Mozhaisk

Mozhaisk

(məzhīsk`), city, W central European Russia, on the Moskva River. First mentioned in 1231, Mozhaisk was joined with Moscow principality in 1303 and became an important fortress and commercial center. The city was taken by the Germans on Oct. 15, 1941, in what marked their furthest advance directly W of Moscow. It was recaptured during the Soviet winter offensive of 1941–42.

Mozhaisk

 

a city under oblast jurisdiction, the center of Mozhaisk Raion, Moscow Oblast, RSFSR. Located on the Moskva River and the site of a railroad station 110 km west of Moscow. The Mozhaisk reservoir on the Moskva River is 4 km from the city. Population, 20,300 (1970).

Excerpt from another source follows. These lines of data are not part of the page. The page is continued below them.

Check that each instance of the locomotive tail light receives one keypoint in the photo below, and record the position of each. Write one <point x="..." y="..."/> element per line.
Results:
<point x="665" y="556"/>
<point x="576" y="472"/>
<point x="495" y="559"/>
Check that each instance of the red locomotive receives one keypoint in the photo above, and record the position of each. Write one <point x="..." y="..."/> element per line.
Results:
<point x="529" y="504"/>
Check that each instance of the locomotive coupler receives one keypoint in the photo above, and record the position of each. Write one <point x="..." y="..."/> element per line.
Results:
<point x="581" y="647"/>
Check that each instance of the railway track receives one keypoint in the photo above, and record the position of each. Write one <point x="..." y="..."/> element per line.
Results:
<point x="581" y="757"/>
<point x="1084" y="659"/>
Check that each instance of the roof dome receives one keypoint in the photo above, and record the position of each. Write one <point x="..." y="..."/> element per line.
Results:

Mozhaisk is mentioned for the first time in the Chronicle of Nikon for the year 1231; an appanage first of Chernigov and then of Smolensk, it was made part of the principality of Muscovy in 1303 and became a fortified town on Moscow’s western approaches. With the abolition of the Mozhaisk appanage in 1493, Mozhaisk became a district city and in 1708 became part of Moscow Province. The city was a center for handicrafts and commerce during the 14th through 16th centuries. During the 1620’s, the voevoda (military governor) D. M. Pozharskii built a stone kremlin there. The battle of Borodino was fought 12 km from Mozhaisk in 1812.

In the Great Patriotic War of 1941–45, Mozhaisk was captured by fascist German troops after bitter fighting on Oct. 19, 1941, and was destroyed. Liberated on Jan. 20, 1942, it was rebuilt after the war. The city’s food-processing industry includes a meat-packing combine and a dairy; clothing is also manufactured, and a printing combine is under construction. A plant producing medical instruments is located near Mozhaisk.

The earthen defensive walls of the kremlin have been preserved. The Cathedral of St. Peter and St. Paul (Staronikol’skii), with a single tower and made of brick with white stone ornamentation, was constructed in 1849 on the plans of a cathedral first built during the late 14th and early 15th centuries. The St. Nicholas Cathedral, built in 1802–14 and attributed to the architect A. N. Bakarev, is pseudo-Gothic in style, with four small tower-pavilions at the corners and a facade elaborately decorated with white stone. The church of St. Joachim and St. Anne, originally built in the early 15th century, was rebuilt in the 16th and 18th centuries. The Luzhetskii monastery, with buildings dating from the 16th through the 19th centuries, is located on the outskirts of Mozhaisk.

REFERENCES

Vlas’ev, N. I. “Mozhaisk v ego proshlom.” In Mozhaiskii uezd Moskovskoi gubernii. Mozhaisk, 1925.
Kostochkin, V. V. Starym smolenskim traktom. Moscow, 1972. Pages 24–57.